A research paper submitted to arXiv on April 24, 2026 presents AnemiaVision, a web-based system that screens for anemia using two smartphone photographs: one of the inner eyelid, one of the fingernail beds. The system achieves 96.2% validation accuracy and an AUC-ROC of 0.98.

The Problem It Solves

Anemia affects over one billion people globally and remains severely under-diagnosed in low-resource regions where laboratory blood tests are inaccessible. The Institute for Health Metrics and Evaluation puts the number even higher, noting that nearly 2 billion people are affected, more than low back pain or diabetes or anxiety and depression combined.
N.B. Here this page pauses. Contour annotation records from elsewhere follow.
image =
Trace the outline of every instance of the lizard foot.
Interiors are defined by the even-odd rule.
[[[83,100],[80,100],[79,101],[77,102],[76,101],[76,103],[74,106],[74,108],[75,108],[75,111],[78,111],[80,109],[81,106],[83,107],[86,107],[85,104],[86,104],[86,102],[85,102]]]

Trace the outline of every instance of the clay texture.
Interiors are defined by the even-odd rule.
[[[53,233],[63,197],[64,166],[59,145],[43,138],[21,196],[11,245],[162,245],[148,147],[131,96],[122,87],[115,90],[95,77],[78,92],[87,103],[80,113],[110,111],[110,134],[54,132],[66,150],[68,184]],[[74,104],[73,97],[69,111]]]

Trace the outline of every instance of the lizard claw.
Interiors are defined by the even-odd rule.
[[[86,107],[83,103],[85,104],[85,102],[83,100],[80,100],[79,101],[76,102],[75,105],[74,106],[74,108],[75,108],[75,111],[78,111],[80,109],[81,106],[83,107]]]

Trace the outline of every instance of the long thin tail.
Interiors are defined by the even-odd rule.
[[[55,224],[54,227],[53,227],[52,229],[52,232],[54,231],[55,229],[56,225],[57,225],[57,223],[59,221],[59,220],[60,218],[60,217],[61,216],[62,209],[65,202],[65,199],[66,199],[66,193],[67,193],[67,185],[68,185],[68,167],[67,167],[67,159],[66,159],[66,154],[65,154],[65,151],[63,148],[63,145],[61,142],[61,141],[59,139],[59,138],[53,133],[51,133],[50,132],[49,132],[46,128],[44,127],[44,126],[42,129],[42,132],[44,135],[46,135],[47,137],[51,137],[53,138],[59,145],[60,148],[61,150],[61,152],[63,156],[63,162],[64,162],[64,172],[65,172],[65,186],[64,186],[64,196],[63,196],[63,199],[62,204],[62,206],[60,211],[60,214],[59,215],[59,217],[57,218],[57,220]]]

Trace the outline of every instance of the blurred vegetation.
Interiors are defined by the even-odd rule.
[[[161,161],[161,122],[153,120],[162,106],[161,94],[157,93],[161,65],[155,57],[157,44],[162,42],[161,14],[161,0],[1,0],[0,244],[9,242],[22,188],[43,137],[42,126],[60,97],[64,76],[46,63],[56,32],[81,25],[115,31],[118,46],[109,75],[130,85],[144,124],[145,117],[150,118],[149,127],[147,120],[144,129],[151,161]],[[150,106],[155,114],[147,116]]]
The condition quietly erodes quality of life. Fatigue, cognitive fog, complications in pregnancy, developmental issues in children. The standard diagnostic requires drawing blood and running a complete blood count. In rural Madhya Pradesh, rural Appalachia, or most of Sub-Saharan Africa, that test simply does not happen at scale.

How It Works

Anemia reduces hemoglobin concentration in blood flowing through highly vascular, melanin-free regions of the body, principally the palpebral conjunctiva (inner eyelid), fingernail beds, and palmar creases, causing visible pallor that can be captured by an ordinary smartphone camera. Clinicians have been using these visual signs informally for decades. AnemiaVision automates the observation.

Advertisement

The pipeline fine-tunes a pre-trained EfficientNet-B3 backbone with a redesigned three-layer classifier head incorporating BatchNorm, GELU activations, and high-rate Dropout. Training employs four orthogonal accuracy-boosting techniques: TrivialAugmentWide for policy-free image augmentation, RandomErasing for spatial regularization, Mixup for inter-class smoothing, and cosine-annealing scheduling with linear warmup.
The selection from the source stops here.